In Jamul Action Committee v. Chaudhuri, the United States Court of Appeals for the Ninth Circuit held that the National Indian Gaming Commission (Commission) did not violate the National Environmental Policy Act (NEPA) when it approved the Jamul Indian Village’s gaming ordinance without first conducting any environmental review under NEPA. The decision provides guidance on when an “irreconcilable and fundamental conflict” exists between NEPA and other substantive statutes such that an agency need not complete an environmental impact statement (EIS) even in the presence of a major federal action.
The case before the Ninth Circuit involved a challenge to the Commission’s approval of a gaming ordinance for an Indian gaming casino in Jamul, California. A sub-group of Jamul Indian Village tribal members, including the Jamul Action Committee, the Jamul Community Church, and four residents of rural Jamul (JAC), opposed the casino. They contended that the Commission violated NEPA when it approved the Tribe’s gaming ordinance without first conducting any NEPA review. The district court denied JAC’s petition for a writ of mandamus under the Administrative Procedure Act, holding that the Commission’s approval of the gaming ordinance was not a “major federal action” within the meaning of NEPA. The Ninth Circuit affirmed the decision on different grounds. It found that, while the Commission’s approval of the gaming ordinance was a major federal action, and that action was not subject to an exemption under NEPA, the Commission was not required to comply with NEPA because there was an irreconcilable statutory conflict between NEPA and the Indian Gaming Regulatory Act (IGRA).
In the decision, the Ninth Circuit noted that Congress, through the IGRA, imposed an “unyielding statutory deadline for agency action” on the proposed gaming ordinance by requiring the Commission to approve the ordinance or resolution no later than 90 days after the date it was submitted.
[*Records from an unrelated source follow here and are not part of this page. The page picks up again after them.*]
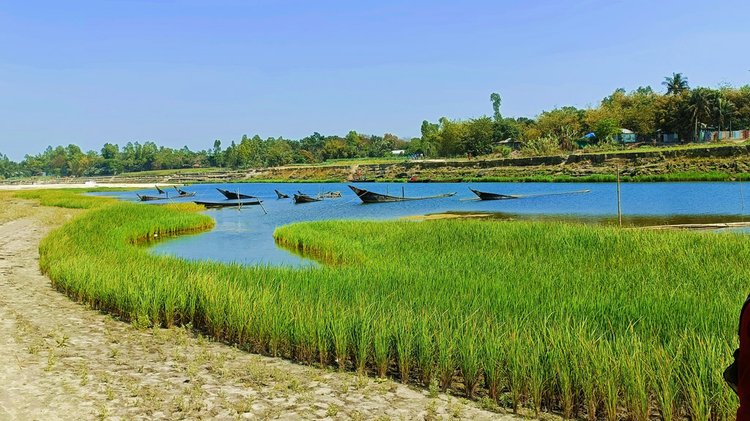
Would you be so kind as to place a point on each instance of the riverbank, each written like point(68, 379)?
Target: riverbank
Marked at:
point(710, 162)
point(445, 311)
point(67, 361)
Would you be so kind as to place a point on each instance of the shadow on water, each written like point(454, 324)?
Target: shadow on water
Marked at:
point(246, 236)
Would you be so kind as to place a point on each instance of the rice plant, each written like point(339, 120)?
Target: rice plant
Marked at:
point(580, 320)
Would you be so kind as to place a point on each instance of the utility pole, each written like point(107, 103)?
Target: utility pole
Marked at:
point(619, 207)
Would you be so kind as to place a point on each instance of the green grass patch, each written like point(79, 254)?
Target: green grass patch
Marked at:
point(68, 198)
point(586, 321)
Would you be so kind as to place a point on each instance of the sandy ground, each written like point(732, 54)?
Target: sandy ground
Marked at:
point(61, 360)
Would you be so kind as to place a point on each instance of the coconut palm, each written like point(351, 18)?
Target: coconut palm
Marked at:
point(676, 83)
point(701, 105)
point(725, 109)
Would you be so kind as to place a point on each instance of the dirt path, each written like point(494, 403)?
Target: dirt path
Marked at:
point(61, 360)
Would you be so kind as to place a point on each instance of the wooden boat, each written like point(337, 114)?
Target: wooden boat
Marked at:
point(497, 196)
point(234, 195)
point(281, 195)
point(183, 193)
point(427, 180)
point(303, 198)
point(371, 197)
point(226, 204)
point(147, 198)
point(492, 196)
point(330, 195)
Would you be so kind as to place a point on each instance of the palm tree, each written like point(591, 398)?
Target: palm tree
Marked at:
point(701, 105)
point(725, 108)
point(676, 83)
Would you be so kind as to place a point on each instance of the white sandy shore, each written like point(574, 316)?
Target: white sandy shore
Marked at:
point(86, 185)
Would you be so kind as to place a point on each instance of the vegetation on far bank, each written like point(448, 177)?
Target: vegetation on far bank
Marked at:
point(681, 111)
point(585, 321)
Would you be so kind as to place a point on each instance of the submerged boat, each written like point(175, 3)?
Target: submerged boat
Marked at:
point(330, 195)
point(492, 196)
point(147, 198)
point(303, 198)
point(497, 196)
point(226, 204)
point(281, 195)
point(183, 193)
point(234, 195)
point(371, 197)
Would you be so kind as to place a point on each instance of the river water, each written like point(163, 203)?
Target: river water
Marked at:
point(245, 236)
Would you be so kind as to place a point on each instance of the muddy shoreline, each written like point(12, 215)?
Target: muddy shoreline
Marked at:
point(65, 361)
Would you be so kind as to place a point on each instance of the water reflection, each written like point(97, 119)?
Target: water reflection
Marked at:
point(245, 236)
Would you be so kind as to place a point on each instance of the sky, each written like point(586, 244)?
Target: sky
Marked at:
point(184, 73)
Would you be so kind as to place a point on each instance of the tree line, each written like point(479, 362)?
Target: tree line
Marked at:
point(680, 110)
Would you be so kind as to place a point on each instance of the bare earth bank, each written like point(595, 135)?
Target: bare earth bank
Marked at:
point(61, 360)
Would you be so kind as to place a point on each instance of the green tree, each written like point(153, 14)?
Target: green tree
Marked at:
point(565, 124)
point(479, 136)
point(496, 102)
point(675, 84)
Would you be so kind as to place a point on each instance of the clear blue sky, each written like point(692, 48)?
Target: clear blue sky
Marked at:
point(188, 72)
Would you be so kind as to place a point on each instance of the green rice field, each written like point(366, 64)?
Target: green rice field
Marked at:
point(582, 321)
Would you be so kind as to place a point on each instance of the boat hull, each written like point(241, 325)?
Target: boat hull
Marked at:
point(227, 204)
point(302, 198)
point(234, 195)
point(492, 196)
point(367, 196)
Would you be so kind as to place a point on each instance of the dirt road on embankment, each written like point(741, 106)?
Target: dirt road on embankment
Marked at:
point(61, 360)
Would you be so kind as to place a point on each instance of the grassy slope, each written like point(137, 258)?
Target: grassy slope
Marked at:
point(541, 315)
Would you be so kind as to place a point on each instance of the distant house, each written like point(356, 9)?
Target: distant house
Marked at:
point(670, 138)
point(511, 143)
point(626, 136)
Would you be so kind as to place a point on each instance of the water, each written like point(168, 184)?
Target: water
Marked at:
point(245, 236)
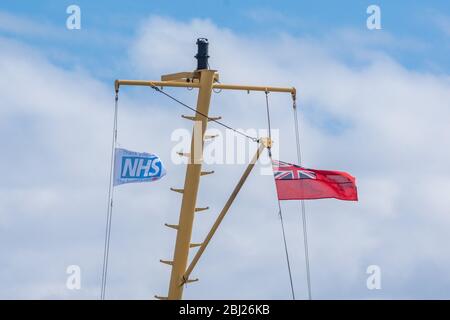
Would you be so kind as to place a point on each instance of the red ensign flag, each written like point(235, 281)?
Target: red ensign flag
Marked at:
point(297, 183)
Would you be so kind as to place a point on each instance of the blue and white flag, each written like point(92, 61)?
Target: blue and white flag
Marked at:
point(133, 166)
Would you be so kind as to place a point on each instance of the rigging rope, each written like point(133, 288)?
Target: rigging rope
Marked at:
point(302, 202)
point(110, 201)
point(279, 204)
point(204, 115)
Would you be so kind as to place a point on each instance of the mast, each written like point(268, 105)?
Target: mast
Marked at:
point(205, 80)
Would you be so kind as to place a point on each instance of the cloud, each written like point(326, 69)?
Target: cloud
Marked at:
point(382, 122)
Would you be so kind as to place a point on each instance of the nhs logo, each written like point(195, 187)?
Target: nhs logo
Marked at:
point(133, 166)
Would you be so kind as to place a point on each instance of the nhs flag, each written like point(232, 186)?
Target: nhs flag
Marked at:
point(130, 166)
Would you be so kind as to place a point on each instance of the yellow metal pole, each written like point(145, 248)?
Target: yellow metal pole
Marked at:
point(198, 84)
point(193, 171)
point(264, 143)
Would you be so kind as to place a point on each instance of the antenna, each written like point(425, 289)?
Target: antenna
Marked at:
point(202, 54)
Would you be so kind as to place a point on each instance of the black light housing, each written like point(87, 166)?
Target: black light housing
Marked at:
point(202, 54)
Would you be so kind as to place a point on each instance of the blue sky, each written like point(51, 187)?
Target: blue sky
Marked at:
point(413, 21)
point(372, 103)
Moreover, the act triggering the IGRA’s mandatory deadline was not within the Commission’s control because it is the tribe’s submission of the proposed ordinance that triggered the statutory countdown. Finally, a gaming ordinance automatically takes effect after 90 days with or without Commission action. The Ninth Circuit held that there is an irreconcilable and fundamental statutory conflict between the IGRA and NEPA because there was “no question” that it would be impossible for the Commission to prepare an EIS in the 90 days it had to act on the proposed gaming ordinance.
In so holding, the court noted that it has been hesitant to find a statutory conflict between NEPA and other federal statutory provisions. It distinguished this case with situations where an agency, and not Congress, imposes a short time frame for agency action or where the triggering act for the short statutory time period is within the agency’s control.
While uncommon, the courts have applied the NEPA statutory conflict exemption in several other circumstances. E.g., Douglas County v. Babbitt, 204 F.3d 920 (9th Cir. 1999) (Endangered Species Act provisions concerning designation of critical habitat displaced NEPA); Merrill v. Thomas, 807 F.2d 776 (9th Cir. 1986) (NEPA does not apply to registration of pesticides under the Federal Insecticide, Fungicide, and Rodenticide Act).